Via gasification, pyrolysis oil can be converted to produce Syngas for chemical / biofuel synthesis, pure Hydrogen gas and Fuel gas for heat and power production.

Gasification Technologies

Gasification processes generally take place at high temperatures (typically > 700°C). The heat required can be generated externally (allothermal) such as in a tubular reformer where the fuel is heated indirectly by firing a secondary fuel to heat the outside of the tubes where the gasification process takes place inside the tubes. Alternatively, heat can be generated within the gasifier by allowing partial oxidation reactions to take place (autothermal system). In these autothermal systems, part of the fuel is combusted by mixing it with air/oxygen.

Pyrolysis oil can be gasified using various technologies, the desired gas composition often dictates which gasification technology is most suitable. In the table below, an overview is given of various pyrolysis oil gasification technologies. Following the development of the fast pyrolysis technology, a lot of research has been performed on the gasification of pyrolysis oil. Due to limited availability of pyrolysis oil, as well as it's deviating properties, attempts to gasify pyrolysis oil on pilot / demonstration scale are still scarce. Below details and the current status of the various technologies are presented.
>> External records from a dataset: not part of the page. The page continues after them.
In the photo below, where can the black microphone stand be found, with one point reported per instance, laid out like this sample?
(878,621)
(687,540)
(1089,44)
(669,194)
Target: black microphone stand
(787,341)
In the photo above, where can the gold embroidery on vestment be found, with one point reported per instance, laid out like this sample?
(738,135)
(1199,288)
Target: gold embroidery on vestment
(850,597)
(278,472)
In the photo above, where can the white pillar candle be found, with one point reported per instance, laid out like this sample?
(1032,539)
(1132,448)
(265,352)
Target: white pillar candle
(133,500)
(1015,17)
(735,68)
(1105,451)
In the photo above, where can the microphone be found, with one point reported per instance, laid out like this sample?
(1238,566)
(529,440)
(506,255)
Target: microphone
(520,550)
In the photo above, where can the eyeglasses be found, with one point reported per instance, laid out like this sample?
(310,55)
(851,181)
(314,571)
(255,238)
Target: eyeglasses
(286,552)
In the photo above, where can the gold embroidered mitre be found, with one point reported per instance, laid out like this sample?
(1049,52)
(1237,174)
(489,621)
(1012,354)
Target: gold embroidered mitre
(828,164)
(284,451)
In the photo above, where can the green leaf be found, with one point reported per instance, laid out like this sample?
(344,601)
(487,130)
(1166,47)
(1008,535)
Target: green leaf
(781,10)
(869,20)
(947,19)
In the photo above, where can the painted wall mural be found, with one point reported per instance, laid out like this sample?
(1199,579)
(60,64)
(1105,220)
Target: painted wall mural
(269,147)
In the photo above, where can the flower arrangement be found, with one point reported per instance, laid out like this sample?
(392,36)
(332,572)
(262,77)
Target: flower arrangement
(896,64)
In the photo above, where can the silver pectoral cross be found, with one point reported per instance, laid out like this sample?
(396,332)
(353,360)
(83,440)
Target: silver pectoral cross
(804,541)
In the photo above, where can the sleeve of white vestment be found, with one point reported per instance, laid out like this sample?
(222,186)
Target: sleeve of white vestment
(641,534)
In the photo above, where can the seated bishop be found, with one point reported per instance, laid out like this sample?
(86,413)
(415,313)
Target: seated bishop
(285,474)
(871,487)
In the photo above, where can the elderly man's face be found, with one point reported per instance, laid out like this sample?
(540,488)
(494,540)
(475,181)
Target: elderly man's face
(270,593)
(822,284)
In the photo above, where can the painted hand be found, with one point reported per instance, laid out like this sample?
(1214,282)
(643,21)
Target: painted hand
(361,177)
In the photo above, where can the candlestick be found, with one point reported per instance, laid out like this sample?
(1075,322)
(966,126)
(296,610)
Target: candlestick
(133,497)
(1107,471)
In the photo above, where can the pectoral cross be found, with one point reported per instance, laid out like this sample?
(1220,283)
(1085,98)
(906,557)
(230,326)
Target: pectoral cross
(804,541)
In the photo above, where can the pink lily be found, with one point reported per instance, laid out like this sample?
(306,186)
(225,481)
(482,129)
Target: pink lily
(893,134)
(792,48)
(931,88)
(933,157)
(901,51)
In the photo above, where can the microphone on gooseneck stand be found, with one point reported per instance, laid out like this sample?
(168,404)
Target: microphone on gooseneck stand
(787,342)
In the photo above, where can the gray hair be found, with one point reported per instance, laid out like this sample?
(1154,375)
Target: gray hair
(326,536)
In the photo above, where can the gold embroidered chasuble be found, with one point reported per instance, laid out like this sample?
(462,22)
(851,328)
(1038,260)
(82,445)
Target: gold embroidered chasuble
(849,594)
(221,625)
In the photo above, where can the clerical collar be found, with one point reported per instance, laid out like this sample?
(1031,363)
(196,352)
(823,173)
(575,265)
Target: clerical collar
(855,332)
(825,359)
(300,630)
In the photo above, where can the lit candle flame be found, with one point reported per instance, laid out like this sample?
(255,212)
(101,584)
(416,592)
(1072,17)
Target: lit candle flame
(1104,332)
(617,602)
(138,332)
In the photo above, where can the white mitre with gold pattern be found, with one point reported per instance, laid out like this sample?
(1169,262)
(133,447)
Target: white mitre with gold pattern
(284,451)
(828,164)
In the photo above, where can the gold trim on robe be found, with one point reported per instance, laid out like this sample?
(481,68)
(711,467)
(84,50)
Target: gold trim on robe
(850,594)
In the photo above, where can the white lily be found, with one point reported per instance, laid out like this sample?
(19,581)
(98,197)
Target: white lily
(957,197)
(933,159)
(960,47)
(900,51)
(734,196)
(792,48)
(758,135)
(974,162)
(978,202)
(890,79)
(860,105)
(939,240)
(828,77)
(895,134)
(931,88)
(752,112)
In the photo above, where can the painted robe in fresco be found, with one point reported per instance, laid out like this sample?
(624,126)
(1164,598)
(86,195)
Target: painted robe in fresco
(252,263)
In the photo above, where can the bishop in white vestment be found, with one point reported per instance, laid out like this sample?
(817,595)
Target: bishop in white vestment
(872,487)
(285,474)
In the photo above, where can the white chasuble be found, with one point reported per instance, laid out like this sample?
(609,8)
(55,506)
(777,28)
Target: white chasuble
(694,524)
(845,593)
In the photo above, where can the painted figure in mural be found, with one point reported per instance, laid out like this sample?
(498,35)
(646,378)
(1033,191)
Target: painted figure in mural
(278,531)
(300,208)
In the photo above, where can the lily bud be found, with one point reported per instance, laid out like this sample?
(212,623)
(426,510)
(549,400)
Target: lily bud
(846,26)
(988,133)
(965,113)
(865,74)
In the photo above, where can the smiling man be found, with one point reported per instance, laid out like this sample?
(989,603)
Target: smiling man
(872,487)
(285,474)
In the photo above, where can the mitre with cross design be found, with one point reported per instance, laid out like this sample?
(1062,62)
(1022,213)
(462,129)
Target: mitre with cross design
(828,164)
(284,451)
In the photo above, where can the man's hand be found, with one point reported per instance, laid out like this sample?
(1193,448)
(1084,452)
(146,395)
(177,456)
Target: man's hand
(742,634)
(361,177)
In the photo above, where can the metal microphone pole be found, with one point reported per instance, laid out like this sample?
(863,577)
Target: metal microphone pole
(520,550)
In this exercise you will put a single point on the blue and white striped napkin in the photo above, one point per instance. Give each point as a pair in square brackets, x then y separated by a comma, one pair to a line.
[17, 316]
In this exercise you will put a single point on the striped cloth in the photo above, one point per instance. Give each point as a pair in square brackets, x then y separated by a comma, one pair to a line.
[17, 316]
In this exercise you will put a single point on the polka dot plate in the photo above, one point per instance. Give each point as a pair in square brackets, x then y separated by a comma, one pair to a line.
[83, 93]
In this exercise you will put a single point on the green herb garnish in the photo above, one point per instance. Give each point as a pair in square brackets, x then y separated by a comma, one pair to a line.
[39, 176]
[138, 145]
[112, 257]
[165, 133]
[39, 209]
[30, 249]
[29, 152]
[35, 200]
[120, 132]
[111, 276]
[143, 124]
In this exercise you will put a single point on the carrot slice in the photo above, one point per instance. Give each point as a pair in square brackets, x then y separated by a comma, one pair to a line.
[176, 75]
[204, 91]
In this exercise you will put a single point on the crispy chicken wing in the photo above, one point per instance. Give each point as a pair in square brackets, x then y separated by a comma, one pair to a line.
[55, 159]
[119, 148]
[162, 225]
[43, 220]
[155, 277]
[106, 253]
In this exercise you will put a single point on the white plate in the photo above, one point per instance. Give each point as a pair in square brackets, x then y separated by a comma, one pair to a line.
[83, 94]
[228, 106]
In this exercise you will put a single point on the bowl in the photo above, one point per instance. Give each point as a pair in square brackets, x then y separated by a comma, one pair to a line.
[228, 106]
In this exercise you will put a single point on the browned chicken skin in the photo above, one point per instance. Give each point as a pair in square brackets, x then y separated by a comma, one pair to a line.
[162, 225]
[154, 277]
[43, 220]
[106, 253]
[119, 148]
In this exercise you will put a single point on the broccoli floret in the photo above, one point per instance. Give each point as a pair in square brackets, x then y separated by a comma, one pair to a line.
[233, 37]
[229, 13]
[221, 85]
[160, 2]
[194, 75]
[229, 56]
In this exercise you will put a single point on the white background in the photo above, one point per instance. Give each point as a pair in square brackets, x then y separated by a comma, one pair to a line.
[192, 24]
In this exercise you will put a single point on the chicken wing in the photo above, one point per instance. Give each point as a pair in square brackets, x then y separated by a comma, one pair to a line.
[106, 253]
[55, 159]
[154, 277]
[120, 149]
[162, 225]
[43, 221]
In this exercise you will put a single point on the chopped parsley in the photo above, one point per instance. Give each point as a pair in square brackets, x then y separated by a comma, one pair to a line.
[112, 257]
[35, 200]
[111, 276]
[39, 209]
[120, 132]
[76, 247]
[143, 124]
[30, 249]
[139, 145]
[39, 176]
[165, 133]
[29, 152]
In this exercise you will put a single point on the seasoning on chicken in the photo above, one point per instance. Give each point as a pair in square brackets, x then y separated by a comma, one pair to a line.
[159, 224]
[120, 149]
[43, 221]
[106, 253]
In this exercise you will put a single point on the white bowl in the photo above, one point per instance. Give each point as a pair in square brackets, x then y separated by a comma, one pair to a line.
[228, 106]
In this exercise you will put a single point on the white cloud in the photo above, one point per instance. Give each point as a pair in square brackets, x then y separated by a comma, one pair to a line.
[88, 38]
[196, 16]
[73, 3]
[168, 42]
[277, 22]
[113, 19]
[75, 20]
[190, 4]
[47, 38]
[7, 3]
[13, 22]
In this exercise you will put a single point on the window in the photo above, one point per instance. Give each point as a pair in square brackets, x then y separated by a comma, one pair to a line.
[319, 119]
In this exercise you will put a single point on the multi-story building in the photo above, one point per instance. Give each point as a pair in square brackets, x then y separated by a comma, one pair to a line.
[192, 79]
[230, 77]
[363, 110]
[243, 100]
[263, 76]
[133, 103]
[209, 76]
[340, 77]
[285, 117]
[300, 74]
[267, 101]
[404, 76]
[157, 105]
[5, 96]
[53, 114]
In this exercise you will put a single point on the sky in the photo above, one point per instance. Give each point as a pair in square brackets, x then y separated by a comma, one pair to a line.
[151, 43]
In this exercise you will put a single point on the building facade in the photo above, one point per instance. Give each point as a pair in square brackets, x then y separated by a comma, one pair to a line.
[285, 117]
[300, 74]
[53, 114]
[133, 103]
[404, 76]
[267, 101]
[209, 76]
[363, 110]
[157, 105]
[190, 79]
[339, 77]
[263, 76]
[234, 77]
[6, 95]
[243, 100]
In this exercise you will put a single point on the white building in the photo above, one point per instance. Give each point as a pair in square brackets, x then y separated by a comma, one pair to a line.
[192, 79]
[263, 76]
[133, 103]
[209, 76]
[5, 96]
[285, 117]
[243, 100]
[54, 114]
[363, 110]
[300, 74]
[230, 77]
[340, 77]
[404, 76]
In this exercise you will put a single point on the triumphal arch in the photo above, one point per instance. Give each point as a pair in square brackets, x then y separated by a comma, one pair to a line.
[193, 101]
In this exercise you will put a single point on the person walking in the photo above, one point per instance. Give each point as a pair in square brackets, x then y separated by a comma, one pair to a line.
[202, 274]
Various gasification techniques
Technology Oxidant Temperature Target product
Entrained Flow Gasification Oxygen 1200-1500 °C Syngas
Catalytic Partial Oxidation Oxygen 800-950 °C Syngas
Steam Reforming Steam 600-800 °C Hydrogen

Entrained Flow Gasification

In Entrained Flow (EF) gasification processes, the fuel is mixed with pure oxygen to obtain high temperatures (> 1200°C) and subsequently high reaction rates and fuel conversion can be achieved. Several companies have developed entrained flow gasifier systems, well-known designs include those of:

Entrained flow gasification of pyrolysis oil is at the moment the technology closest to commercial application of all pyrolysis oil gasification systems. Pilot scale test work has been performed by several consortia. Research activities on smaller scale are also available, but often focus on the influence of individual process parameters, such as temperature, on the process perfomance. Results obtained at a small scale are often difficult to extrapolated to predict full scale behaviour due to the complex interaction between chemical reactions and heat and mass transfer limitations.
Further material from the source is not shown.